While this may be a little labor of love, believe me, it’s totally worth it! Whether you’re hosting a holiday feast or looking for an impressive dish to share, these arancini are sure to be the star of the show.

While this makes the perfect Christmas lunch entrée, it’s so delicious that you’ll want to cook it any time of the year!

SERVES: 8 MAKES: 34 Arancini PREP TIME: 15 min COOKING TIME: 40 min

Ingredients:

  • 1 packet of our Tuscan Risotto
  • 1.5l hot water
  • 1/3 cup of white wine
  • 1 tbs olive oil
  • 2 tbs butter
  • Parmesan to taste
  • 200g ham, diced into 1 cm cubes
  • 100g cherry bocconcini, cut into quarters
  • 2 eggs
  • 1/2 cup plain flour
  • 2 cups panko breadcrumbs
  • vegetable oil for frying

Method:

1. In a 30 cm saucepan, heat 2 tablespoons of olive oil over medium heat. Add the contents of the packet and fry for 1 minute.

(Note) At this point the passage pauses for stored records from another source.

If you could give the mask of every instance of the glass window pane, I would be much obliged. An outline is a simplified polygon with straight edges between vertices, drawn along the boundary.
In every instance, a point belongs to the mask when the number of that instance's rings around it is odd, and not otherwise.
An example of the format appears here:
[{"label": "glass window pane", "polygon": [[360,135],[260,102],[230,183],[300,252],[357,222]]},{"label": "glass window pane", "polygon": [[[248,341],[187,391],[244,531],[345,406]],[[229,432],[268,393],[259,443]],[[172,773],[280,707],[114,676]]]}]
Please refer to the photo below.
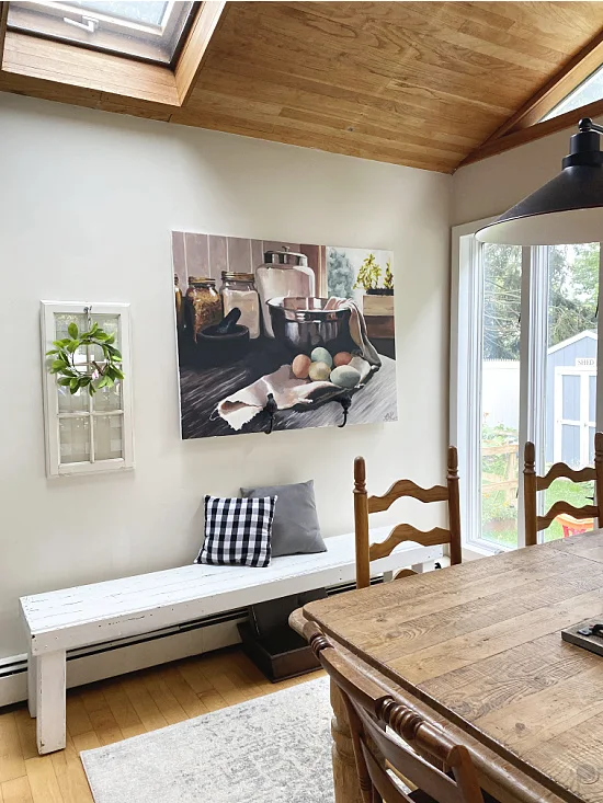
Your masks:
[{"label": "glass window pane", "polygon": [[130,22],[146,22],[150,25],[160,25],[168,8],[167,2],[159,2],[159,0],[153,0],[153,2],[149,2],[149,0],[144,0],[144,2],[135,2],[135,0],[127,0],[126,2],[68,0],[68,2],[64,2],[62,4],[99,11],[101,14],[109,14],[117,19],[129,20]]},{"label": "glass window pane", "polygon": [[101,388],[92,397],[92,403],[96,412],[109,412],[110,410],[122,409],[122,383],[118,382],[112,388]]},{"label": "glass window pane", "polygon": [[520,246],[483,246],[481,537],[517,544]]},{"label": "glass window pane", "polygon": [[78,390],[71,394],[69,388],[57,385],[58,411],[59,413],[84,413],[88,412],[88,391]]},{"label": "glass window pane", "polygon": [[[548,249],[548,351],[545,398],[545,464],[593,464],[596,408],[599,243]],[[556,480],[538,494],[542,515],[560,500],[591,504],[593,483]],[[592,529],[593,523],[559,516],[543,532],[545,541]]]},{"label": "glass window pane", "polygon": [[[577,87],[572,92],[564,97],[550,112],[543,117],[545,119],[551,119],[558,117],[560,114],[571,112],[580,106],[585,106],[594,101],[600,101],[603,97],[603,67],[600,67],[593,72],[585,81]],[[541,121],[542,122],[542,121]]]},{"label": "glass window pane", "polygon": [[94,460],[112,460],[124,456],[121,415],[94,416]]},{"label": "glass window pane", "polygon": [[60,462],[90,460],[90,424],[88,417],[59,420]]},{"label": "glass window pane", "polygon": [[561,374],[561,417],[580,421],[580,377]]},{"label": "glass window pane", "polygon": [[9,5],[9,28],[169,65],[192,21],[194,2],[23,2]]}]

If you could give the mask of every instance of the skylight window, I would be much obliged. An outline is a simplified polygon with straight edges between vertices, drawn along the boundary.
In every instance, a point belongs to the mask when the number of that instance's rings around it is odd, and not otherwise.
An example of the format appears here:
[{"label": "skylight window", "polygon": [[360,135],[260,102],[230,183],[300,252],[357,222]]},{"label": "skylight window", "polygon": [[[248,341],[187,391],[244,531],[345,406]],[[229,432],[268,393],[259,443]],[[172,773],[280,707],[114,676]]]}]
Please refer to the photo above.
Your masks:
[{"label": "skylight window", "polygon": [[574,108],[581,108],[589,103],[603,99],[603,67],[600,67],[591,76],[589,76],[580,85],[569,93],[564,100],[550,110],[539,122],[553,119],[566,112],[573,112]]},{"label": "skylight window", "polygon": [[179,0],[13,1],[9,4],[8,28],[173,66],[197,5]]}]

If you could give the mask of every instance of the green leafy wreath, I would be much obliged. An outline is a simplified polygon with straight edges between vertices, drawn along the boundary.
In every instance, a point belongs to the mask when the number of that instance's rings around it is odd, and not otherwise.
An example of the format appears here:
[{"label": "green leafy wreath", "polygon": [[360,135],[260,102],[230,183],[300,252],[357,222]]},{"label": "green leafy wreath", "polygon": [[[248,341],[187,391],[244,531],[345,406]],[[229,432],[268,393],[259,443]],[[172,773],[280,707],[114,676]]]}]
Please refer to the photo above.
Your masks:
[{"label": "green leafy wreath", "polygon": [[[57,382],[69,388],[71,394],[77,393],[80,388],[87,388],[90,395],[93,395],[101,388],[112,388],[116,381],[124,378],[122,371],[122,355],[113,345],[115,335],[104,332],[98,323],[93,323],[88,332],[80,332],[76,323],[67,328],[69,337],[54,341],[47,357],[53,357],[50,374],[57,375]],[[104,365],[90,360],[82,370],[82,366],[76,366],[73,355],[81,346],[99,346],[102,348]]]}]

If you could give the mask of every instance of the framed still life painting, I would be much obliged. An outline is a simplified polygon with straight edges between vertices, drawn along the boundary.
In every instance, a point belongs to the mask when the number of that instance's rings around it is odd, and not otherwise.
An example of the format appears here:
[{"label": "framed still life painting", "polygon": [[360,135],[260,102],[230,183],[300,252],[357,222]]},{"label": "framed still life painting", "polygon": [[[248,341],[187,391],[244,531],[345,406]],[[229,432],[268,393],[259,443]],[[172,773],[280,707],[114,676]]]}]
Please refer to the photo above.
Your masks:
[{"label": "framed still life painting", "polygon": [[397,420],[394,255],[172,232],[183,438]]}]

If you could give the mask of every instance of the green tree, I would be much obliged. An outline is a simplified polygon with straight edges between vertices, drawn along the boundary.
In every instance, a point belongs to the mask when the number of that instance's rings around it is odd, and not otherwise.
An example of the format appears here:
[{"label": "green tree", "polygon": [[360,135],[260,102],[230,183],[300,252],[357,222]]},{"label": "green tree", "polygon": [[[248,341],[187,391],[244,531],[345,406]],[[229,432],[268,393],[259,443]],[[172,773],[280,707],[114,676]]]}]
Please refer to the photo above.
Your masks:
[{"label": "green tree", "polygon": [[521,249],[486,245],[483,253],[483,358],[520,358]]},{"label": "green tree", "polygon": [[327,286],[329,296],[352,298],[354,268],[345,255],[345,251],[327,250]]},{"label": "green tree", "polygon": [[554,245],[548,252],[548,344],[596,329],[599,243]]},{"label": "green tree", "polygon": [[[486,245],[483,267],[483,357],[519,359],[521,248]],[[599,243],[551,246],[548,273],[548,345],[596,329]]]}]

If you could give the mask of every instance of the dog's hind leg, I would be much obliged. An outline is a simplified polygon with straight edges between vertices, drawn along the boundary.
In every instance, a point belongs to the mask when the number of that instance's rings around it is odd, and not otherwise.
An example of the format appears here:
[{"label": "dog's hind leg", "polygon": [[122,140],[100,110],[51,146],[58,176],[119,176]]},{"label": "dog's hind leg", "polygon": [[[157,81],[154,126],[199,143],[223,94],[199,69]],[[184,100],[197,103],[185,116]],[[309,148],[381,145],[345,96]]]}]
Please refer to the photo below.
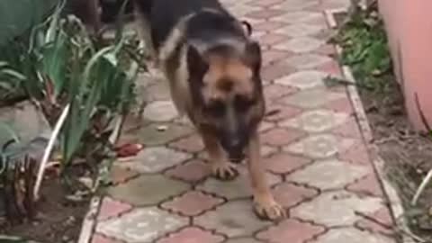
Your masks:
[{"label": "dog's hind leg", "polygon": [[260,156],[260,142],[257,131],[251,136],[248,148],[248,166],[254,193],[254,209],[256,215],[266,220],[280,220],[286,216],[285,210],[274,201],[266,179]]},{"label": "dog's hind leg", "polygon": [[210,166],[213,176],[229,181],[238,176],[235,165],[229,162],[217,139],[204,130],[200,130],[205,149],[209,154]]}]

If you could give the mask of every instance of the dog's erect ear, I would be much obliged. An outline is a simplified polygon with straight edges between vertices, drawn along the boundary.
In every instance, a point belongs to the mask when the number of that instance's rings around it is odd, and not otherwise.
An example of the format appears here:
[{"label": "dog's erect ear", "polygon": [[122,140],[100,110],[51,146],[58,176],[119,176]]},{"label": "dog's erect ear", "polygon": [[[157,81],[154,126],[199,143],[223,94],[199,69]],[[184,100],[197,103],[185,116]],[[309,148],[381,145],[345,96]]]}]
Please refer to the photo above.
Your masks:
[{"label": "dog's erect ear", "polygon": [[187,50],[187,67],[189,75],[194,77],[202,77],[209,68],[209,65],[202,58],[201,53],[194,46],[189,46]]},{"label": "dog's erect ear", "polygon": [[245,61],[256,72],[261,68],[261,47],[256,41],[250,41],[245,48]]}]

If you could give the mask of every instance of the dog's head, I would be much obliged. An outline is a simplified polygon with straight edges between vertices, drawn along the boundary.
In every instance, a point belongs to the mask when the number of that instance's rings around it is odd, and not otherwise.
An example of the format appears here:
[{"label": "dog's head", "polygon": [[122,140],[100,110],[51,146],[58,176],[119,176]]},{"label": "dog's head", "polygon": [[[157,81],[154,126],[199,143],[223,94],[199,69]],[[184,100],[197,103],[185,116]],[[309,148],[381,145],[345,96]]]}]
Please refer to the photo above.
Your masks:
[{"label": "dog's head", "polygon": [[204,53],[191,46],[187,63],[196,122],[219,139],[233,162],[240,161],[265,112],[259,44],[219,45]]}]

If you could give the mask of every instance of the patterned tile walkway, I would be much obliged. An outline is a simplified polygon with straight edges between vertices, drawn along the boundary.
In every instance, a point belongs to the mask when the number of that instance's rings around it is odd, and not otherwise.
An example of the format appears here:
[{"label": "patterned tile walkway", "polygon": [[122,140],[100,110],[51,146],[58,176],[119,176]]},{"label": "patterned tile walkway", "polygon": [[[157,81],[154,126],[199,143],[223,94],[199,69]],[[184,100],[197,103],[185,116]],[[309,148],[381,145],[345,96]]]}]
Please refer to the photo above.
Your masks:
[{"label": "patterned tile walkway", "polygon": [[115,163],[92,242],[394,242],[346,89],[323,83],[341,75],[323,11],[349,1],[223,2],[253,23],[265,50],[268,109],[279,112],[261,127],[263,163],[288,219],[255,217],[245,173],[231,182],[210,178],[199,138],[176,118],[163,83],[150,81],[141,84],[148,123],[125,137],[146,148]]}]

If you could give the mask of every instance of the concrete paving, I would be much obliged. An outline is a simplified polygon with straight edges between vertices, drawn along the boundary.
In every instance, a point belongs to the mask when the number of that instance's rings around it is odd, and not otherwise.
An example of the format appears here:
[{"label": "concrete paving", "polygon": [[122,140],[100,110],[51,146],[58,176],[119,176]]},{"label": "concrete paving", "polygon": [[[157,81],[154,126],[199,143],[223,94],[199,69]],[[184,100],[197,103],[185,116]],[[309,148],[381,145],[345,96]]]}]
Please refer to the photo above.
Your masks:
[{"label": "concrete paving", "polygon": [[177,117],[163,85],[147,79],[148,124],[124,137],[146,147],[114,164],[92,242],[395,242],[382,227],[393,221],[346,90],[323,81],[341,76],[324,11],[349,0],[222,2],[253,24],[263,47],[268,109],[280,111],[260,130],[263,163],[288,218],[254,215],[244,166],[236,180],[211,178],[199,137]]}]

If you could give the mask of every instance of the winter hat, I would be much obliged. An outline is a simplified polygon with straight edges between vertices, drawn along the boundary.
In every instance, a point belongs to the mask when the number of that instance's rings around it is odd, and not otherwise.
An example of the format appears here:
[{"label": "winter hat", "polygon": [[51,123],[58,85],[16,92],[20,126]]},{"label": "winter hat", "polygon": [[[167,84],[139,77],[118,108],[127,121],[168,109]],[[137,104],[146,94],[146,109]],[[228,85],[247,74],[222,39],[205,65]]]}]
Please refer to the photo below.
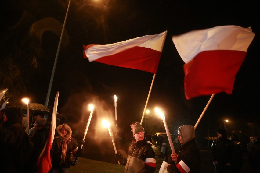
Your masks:
[{"label": "winter hat", "polygon": [[1,111],[5,114],[9,120],[22,117],[22,113],[20,107],[15,106],[1,110]]},{"label": "winter hat", "polygon": [[46,124],[47,120],[43,118],[40,118],[36,119],[35,121],[37,123],[37,127],[42,127]]},{"label": "winter hat", "polygon": [[139,122],[135,123],[135,124],[133,127],[133,135],[134,135],[140,132],[144,132],[144,129],[143,127],[142,127],[141,124]]},{"label": "winter hat", "polygon": [[195,137],[194,128],[190,125],[185,125],[178,128],[178,130],[182,136],[183,144]]},{"label": "winter hat", "polygon": [[217,130],[217,133],[219,133],[222,136],[226,136],[226,129],[220,129]]}]

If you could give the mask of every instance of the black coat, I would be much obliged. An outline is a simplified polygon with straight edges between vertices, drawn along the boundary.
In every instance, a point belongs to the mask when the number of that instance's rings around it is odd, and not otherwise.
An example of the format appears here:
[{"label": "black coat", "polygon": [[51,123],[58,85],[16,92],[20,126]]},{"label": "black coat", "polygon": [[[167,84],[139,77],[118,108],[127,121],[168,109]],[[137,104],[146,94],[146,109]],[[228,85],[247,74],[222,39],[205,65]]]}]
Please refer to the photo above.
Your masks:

3. Add 1/3 cup of white wine, stirring constantly until the wine has evaporated.

4. Then, add 1/2 cup of water and continue stirring until it evaporates. Repeat this process, adding 1/2 cup of water as needed.

5. As soon as the rice is al dente, stir in butter and Parmesan to taste. Allow to cool. Cover and transfer to refrigerator for at least 3 hours or preferably overnight.

6. Place flour in one bowl, lightly beaten eggs in another, and panko in a third shallow bowl.

7. Measure out a level, packed ice cream scoop of rice and roll it into a ball.

8. Roll in flour, then dredge in egg mixture, then coat in panko, pressing to coat. Repeat with remaining rice.

9. In a medium saucepan, pour in 2.5cm depth of oil and heat over medium high heat.

10. Toss in a breadcrumb and if it starts sizzling immediately, the oil is hot enough.

11. Carefully transfer a few balls into the hot oil, using a spoon. Turn frequently so they cook golden evenly, and when they are a deep golden brown, remove onto a paper towel lined plate to drain. Repeat with remaining balls.

12. Serve with marinara sauce, and sprinkle with finely chopped fresh thyme and Parmesan, if desired.